By then we were already calling ourselves the Comenium. Lea, who had come up with our name, thought we should offer instruction in the history of horror, as well as therapy for it, including dance. We agreed, since she had come to us from Holland, the country where Comenius had resided after his merciless expulsion from Bohemia.

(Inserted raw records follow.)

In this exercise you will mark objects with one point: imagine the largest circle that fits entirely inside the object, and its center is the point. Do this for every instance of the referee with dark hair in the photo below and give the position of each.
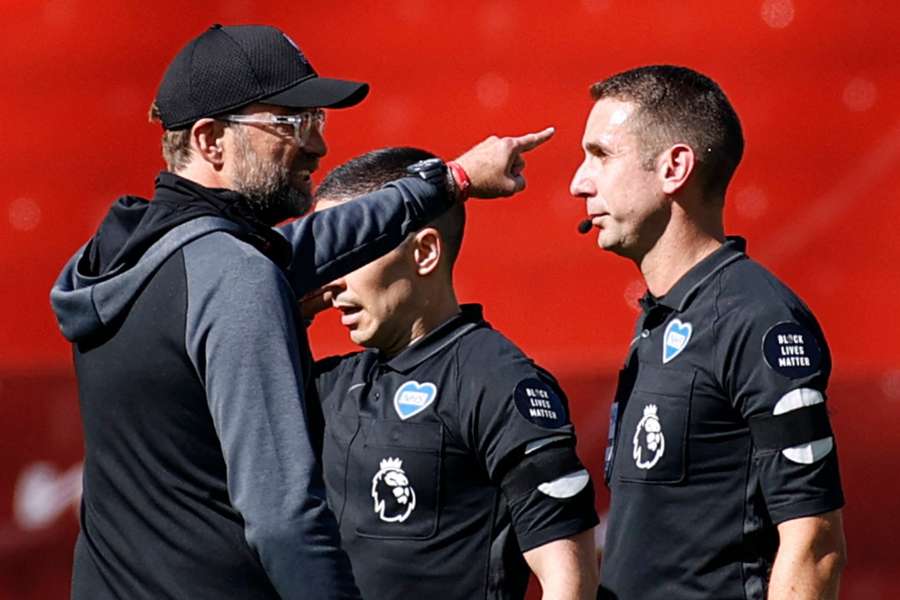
(449, 455)
(200, 475)
(722, 464)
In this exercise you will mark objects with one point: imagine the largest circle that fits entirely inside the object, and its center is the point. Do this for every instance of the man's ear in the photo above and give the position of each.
(674, 166)
(207, 136)
(427, 250)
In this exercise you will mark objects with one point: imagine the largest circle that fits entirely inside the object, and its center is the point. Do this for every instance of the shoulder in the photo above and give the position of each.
(222, 257)
(492, 363)
(748, 292)
(332, 366)
(484, 350)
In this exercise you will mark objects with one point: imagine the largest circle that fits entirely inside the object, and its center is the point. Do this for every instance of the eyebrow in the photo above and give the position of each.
(597, 148)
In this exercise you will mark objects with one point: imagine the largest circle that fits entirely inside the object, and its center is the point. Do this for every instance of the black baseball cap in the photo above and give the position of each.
(226, 68)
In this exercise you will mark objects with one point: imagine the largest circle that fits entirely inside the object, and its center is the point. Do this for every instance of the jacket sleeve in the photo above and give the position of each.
(333, 242)
(241, 338)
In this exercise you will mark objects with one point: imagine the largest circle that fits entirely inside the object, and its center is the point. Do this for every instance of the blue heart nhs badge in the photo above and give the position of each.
(675, 340)
(413, 397)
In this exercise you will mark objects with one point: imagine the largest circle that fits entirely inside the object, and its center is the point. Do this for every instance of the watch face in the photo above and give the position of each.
(431, 169)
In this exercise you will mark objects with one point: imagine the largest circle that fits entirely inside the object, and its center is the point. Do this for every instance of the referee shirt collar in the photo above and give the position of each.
(441, 337)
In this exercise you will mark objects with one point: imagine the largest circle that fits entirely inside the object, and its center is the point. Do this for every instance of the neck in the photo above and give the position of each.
(430, 314)
(681, 246)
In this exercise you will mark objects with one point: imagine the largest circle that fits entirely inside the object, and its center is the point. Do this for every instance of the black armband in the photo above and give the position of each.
(545, 465)
(800, 426)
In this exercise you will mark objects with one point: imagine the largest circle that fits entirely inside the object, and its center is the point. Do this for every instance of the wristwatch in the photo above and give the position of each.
(441, 174)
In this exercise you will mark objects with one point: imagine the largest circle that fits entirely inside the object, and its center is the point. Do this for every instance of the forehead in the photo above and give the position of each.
(327, 202)
(609, 121)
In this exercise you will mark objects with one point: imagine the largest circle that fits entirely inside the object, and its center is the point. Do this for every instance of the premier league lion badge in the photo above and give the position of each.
(649, 442)
(394, 497)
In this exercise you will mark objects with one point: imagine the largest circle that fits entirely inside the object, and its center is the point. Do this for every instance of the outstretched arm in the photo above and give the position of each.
(566, 568)
(811, 555)
(329, 244)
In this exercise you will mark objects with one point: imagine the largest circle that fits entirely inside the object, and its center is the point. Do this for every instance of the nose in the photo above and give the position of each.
(582, 186)
(334, 289)
(316, 145)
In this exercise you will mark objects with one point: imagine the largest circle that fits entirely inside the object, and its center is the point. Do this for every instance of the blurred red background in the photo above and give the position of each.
(816, 85)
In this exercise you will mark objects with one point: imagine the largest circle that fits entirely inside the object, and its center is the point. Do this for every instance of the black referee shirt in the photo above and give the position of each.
(415, 451)
(695, 499)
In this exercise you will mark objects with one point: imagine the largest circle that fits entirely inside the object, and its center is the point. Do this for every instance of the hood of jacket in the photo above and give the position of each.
(136, 237)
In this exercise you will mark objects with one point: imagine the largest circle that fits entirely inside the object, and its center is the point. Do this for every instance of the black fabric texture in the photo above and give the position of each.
(540, 467)
(226, 68)
(129, 528)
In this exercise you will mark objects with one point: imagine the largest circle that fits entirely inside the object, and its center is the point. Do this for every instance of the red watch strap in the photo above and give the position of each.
(463, 183)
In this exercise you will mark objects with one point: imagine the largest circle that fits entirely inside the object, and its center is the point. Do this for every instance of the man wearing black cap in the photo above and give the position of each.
(201, 480)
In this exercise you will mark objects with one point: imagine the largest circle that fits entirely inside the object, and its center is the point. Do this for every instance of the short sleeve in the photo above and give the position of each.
(775, 365)
(518, 424)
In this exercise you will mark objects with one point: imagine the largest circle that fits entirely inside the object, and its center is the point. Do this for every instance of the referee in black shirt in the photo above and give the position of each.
(449, 455)
(722, 464)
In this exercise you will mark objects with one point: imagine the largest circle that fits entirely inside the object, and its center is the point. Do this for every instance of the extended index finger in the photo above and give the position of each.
(529, 141)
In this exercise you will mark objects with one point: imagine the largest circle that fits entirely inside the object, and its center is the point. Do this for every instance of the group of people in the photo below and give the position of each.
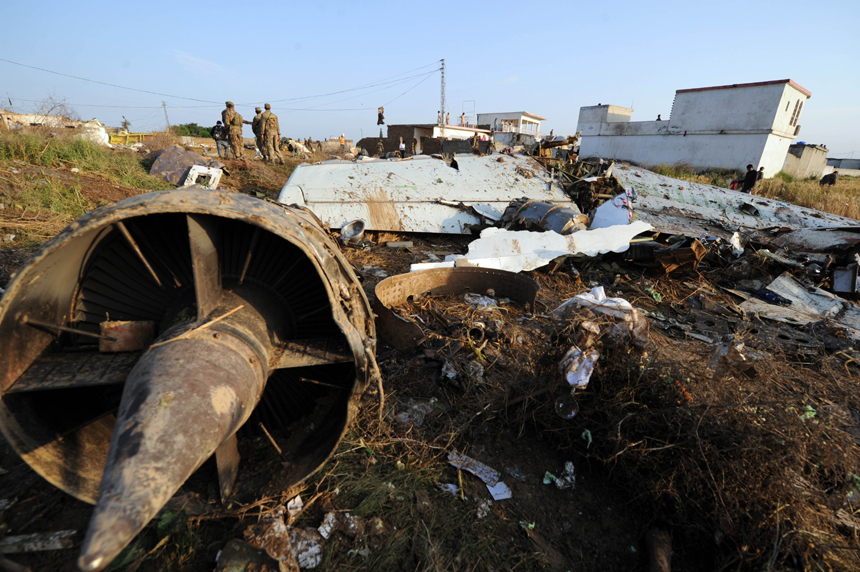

The Happy Workshops were Sara’s idea.
*
I was out for a walk with Bojek and the other goats one day, strolling along, when one of the nanny goats squatted down, so we stopped to wait. Goats pee like girls, you see — not a lot of people know that — and it was a good thing we stopped, too, since all of a sudden I saw … Sara, in the grass down below us! Kamínek the mental case had knocked her down and was standing over her. I went tearing down there, screaming at him, and Kamínek grabbed his crutches and hobbled off, scuttling through the grass like some disgusting insect, rear end shining, clutching at his pants. Sara got up, her T-shirt torn across her chest. She was in shock, not even talking, so Bojek and I escorted her home. And that evening she came up with the Happy Workshops.
The mental cases stayed out of my way. I stopped by Mr Hamáček’s vegetable shop one day and Kamínek and this other bum took one look at me, got up and wobbled off, past the baskets of rotting potatoes, sacks of onions, and kohlrabi, crutches clattering, in those shabby army overcoats of theirs. They sure don’t want to talk to you! said Mr Hamáček. I hadn’t told a soul about my time in the slammer — why would I? — but the mental cases had somehow got wind of what I did there. Somebody from that loud-mouthed society in Pankrác Prison had recognized me, ratted on me, and passed it on. They may have been cripples, thieves, and losers, but they had feelers everywhere, they were all connected somehow.